Auto-reload pipelines on TLS certificate rotation#18978

Merged
kaisecheng merged 37 commits intoelastic:mainfrom
kaisecheng:pipeline-reload-certs
Apr 23, 2026
Merged

Auto-reload pipelines on TLS certificate rotation#18978
kaisecheng merged 37 commits intoelastic:mainfrom
kaisecheng:pipeline-reload-certs

Conversation

@kaisecheng
Copy link
Copy Markdown
Contributor

@kaisecheng kaisecheng commented Apr 10, 2026

Release notes

Logstash can automatically reload affected pipelines when TLS certificate files change on disk. This removes the need for a manual restart or explicit reload trigger after certificate rotation.
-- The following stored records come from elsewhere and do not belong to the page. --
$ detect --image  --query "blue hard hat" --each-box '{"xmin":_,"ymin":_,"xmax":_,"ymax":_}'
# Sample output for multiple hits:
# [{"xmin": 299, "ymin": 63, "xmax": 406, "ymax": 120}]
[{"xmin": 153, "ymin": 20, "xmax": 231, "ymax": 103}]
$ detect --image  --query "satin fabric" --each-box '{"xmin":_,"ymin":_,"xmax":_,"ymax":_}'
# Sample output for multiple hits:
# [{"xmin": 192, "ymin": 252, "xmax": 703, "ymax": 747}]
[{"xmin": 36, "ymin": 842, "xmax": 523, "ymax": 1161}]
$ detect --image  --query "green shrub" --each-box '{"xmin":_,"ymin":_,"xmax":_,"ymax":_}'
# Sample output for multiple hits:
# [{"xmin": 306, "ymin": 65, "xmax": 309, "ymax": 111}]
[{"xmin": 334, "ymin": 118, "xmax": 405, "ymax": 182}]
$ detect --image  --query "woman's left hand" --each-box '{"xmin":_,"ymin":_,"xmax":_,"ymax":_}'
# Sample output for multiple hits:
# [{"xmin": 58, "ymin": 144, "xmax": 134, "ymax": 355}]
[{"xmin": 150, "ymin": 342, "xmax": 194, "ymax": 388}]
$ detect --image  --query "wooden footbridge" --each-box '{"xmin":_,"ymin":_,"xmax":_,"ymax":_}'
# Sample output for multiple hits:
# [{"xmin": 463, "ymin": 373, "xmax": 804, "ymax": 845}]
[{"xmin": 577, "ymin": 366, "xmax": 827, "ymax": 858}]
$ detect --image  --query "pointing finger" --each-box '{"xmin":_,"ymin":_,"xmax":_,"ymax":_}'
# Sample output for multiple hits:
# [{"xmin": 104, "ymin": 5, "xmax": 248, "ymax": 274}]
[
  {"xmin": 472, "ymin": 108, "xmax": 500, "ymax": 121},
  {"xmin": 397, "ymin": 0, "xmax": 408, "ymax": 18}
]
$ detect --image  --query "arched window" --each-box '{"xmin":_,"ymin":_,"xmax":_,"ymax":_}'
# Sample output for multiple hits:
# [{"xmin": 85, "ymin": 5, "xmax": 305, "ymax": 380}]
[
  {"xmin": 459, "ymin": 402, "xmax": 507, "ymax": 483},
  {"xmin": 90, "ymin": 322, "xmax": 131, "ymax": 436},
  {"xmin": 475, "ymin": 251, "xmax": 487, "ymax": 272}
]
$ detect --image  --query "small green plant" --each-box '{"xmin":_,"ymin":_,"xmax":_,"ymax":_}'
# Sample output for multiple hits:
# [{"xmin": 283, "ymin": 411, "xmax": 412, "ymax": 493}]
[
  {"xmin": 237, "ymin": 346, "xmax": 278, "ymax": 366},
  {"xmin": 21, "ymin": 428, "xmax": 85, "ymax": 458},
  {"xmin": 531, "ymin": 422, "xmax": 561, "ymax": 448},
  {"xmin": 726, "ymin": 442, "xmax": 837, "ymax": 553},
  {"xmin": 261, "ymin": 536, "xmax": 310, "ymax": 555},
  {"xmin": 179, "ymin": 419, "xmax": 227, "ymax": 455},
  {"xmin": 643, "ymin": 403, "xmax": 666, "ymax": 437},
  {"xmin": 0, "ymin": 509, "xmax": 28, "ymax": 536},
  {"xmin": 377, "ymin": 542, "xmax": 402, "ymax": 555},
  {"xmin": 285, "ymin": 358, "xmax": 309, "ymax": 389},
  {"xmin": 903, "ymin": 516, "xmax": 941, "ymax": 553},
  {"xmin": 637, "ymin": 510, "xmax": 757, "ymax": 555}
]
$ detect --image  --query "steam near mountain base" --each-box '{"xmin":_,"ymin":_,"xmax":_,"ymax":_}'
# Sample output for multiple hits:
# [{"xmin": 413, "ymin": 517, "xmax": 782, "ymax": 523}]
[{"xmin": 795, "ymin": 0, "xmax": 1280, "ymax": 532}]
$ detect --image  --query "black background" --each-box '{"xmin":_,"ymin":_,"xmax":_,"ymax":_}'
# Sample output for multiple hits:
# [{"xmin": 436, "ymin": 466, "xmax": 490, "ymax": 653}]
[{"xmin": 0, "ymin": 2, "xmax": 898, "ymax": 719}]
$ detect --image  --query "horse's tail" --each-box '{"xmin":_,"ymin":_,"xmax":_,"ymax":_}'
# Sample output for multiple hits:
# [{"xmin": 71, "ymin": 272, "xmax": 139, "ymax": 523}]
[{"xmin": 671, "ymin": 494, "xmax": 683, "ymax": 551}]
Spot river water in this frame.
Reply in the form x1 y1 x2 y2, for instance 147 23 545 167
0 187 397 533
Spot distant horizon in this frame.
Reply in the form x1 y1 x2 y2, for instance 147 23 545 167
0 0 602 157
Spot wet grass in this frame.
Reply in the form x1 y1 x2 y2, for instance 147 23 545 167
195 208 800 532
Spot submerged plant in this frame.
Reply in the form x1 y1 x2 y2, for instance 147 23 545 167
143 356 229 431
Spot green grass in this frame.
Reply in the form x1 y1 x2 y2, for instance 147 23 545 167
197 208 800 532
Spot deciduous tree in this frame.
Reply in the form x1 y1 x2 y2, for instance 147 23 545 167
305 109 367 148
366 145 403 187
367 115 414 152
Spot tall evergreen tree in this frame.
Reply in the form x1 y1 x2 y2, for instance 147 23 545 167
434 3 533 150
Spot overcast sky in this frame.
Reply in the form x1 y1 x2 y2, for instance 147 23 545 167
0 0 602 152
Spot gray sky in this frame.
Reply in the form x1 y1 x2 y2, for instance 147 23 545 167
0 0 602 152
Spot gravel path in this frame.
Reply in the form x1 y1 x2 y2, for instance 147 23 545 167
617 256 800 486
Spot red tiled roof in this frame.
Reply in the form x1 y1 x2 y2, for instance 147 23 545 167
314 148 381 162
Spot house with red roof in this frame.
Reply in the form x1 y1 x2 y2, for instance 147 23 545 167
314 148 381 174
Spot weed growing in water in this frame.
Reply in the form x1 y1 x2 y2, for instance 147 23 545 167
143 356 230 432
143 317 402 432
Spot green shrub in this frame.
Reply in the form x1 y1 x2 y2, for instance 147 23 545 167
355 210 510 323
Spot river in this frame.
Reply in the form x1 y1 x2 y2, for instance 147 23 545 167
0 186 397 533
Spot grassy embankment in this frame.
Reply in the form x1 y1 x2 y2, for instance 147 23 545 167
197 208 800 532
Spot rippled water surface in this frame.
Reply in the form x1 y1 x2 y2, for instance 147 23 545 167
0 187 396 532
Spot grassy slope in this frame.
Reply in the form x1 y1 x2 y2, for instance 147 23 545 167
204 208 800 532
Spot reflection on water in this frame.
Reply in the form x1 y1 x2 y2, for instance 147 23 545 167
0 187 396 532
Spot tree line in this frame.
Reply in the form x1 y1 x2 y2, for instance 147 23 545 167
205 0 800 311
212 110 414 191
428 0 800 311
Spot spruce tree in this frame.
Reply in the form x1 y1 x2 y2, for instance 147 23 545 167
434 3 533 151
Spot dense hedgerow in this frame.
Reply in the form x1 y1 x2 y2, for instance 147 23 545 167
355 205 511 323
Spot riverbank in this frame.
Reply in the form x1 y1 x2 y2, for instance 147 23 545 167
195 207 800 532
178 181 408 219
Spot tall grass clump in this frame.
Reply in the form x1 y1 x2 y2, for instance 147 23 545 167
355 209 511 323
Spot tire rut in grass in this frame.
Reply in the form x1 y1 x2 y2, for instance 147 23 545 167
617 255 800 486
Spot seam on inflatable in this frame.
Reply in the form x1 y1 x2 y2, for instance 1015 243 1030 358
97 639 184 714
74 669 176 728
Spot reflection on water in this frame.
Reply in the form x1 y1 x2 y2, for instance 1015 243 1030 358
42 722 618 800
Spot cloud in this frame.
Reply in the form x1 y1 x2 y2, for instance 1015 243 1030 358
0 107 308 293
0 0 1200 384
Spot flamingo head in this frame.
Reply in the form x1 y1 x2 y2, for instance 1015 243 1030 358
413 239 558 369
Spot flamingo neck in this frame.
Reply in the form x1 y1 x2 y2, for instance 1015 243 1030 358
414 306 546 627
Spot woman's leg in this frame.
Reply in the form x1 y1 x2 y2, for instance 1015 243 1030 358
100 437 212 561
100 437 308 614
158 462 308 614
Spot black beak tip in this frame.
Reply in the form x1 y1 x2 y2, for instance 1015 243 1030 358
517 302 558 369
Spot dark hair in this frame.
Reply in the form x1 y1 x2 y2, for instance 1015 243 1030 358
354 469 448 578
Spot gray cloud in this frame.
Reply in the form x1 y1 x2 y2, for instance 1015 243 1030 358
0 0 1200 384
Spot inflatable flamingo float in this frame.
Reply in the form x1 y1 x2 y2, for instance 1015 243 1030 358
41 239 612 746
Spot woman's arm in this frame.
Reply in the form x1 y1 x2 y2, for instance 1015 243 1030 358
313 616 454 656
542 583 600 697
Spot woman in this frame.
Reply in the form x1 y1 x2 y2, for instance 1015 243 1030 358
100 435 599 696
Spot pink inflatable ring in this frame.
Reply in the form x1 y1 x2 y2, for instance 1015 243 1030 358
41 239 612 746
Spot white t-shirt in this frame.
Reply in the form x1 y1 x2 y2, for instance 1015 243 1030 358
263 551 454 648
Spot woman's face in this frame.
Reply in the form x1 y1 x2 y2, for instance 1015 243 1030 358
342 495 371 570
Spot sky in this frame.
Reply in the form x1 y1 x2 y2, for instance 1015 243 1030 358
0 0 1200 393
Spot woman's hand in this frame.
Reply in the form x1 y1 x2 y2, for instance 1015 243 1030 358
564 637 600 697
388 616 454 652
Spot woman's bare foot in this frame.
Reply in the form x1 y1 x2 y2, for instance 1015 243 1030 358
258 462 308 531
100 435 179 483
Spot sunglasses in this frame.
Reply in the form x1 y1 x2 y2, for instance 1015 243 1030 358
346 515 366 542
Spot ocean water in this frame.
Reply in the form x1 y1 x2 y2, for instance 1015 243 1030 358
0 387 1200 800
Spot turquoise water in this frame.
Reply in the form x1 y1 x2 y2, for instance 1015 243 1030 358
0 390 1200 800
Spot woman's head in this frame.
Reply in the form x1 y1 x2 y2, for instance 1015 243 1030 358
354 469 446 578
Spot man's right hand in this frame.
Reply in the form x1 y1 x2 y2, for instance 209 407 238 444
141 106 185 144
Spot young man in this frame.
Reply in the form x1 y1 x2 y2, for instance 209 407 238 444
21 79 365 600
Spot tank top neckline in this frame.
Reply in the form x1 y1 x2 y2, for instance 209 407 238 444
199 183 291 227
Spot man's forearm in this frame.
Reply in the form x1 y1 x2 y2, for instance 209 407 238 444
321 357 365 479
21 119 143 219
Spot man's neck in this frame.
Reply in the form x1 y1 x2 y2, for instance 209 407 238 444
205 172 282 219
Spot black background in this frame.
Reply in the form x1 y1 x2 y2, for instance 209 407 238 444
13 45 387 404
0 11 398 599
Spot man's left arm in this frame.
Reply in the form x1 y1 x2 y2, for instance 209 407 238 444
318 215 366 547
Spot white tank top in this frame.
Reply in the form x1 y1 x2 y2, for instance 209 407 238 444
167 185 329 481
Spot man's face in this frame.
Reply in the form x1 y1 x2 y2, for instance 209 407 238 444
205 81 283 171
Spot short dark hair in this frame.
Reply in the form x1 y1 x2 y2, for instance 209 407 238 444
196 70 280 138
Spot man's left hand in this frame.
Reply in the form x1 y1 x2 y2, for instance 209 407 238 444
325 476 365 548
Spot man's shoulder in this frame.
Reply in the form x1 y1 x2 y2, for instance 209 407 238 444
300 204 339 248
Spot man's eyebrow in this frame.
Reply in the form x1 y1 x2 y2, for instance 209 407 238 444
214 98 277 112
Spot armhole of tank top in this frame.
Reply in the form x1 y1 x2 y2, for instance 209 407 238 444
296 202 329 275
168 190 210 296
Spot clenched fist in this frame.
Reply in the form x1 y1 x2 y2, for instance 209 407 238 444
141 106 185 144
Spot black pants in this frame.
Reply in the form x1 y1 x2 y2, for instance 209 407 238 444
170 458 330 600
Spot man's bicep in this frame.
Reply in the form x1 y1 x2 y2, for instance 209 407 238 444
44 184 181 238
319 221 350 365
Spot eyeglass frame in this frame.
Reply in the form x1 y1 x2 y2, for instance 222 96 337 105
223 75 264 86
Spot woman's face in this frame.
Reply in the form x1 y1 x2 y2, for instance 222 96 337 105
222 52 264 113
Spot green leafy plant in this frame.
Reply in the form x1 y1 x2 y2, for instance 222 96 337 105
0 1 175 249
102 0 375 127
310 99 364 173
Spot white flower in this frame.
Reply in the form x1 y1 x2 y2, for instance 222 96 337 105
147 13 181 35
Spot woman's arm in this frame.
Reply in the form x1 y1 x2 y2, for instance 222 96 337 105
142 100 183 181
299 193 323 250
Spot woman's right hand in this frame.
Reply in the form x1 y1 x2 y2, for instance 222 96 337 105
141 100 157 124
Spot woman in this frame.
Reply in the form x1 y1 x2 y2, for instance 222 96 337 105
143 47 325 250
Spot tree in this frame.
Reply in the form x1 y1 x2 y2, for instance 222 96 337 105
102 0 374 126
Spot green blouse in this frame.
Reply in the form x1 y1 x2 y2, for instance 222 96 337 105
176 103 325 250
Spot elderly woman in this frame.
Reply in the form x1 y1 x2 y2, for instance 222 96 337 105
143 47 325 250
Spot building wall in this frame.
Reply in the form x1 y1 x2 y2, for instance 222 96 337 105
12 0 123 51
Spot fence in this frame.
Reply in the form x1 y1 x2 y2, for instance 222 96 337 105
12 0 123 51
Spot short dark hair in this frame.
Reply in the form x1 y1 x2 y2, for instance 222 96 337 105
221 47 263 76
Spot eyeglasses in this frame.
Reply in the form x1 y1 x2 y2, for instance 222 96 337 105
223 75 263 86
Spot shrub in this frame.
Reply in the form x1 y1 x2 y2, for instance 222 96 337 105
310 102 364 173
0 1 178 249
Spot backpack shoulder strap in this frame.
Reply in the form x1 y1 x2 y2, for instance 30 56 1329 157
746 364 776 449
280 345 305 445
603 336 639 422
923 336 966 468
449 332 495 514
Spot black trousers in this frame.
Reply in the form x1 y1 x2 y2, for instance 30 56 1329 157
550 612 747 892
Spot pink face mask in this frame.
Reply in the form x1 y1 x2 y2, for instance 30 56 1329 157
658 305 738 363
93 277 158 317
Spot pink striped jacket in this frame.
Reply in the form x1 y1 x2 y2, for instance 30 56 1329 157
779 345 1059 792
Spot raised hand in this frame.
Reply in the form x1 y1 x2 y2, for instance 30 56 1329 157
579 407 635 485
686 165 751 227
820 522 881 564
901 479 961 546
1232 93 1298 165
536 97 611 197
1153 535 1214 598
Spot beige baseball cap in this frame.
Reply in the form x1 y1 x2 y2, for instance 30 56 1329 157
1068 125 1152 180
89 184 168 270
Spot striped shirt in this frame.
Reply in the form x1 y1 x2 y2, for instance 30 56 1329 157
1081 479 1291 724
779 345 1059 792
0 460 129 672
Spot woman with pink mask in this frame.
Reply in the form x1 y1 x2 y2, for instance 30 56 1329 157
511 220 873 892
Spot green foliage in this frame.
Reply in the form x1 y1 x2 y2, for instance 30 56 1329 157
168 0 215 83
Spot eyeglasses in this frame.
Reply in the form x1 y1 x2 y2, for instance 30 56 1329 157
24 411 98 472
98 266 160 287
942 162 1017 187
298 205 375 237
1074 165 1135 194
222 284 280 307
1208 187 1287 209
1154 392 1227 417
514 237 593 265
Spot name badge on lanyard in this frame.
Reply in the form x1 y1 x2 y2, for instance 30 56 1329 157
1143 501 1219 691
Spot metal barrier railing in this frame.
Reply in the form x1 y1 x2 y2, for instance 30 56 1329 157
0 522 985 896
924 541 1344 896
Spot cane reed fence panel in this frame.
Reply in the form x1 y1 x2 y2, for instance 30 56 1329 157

Adds opt-in automatic pipeline reload on TLS certificate rotation with a new ssl.reload.automatic option that works when config.reload.automatic is enabled and accepts the following values:

  • true: reloads pipelines whose SSL certificate or key files have changed on disk
  • false (default): do not watch SSL files

What does this PR do?

Introduces the new ssl.reload.automatic setting plus three layered components that together enable TLS certificate hot-reload:

1. ssl.reload.automatic setting
New boolean in logstash.yml (default false). When true, Logstash starts the file watcher and SSL tracker and reloads affected pipelines on certificate change. Requires config.reload.automatic: true or Centralized Pipeline Management to be enabled xpack.management.enabled: true.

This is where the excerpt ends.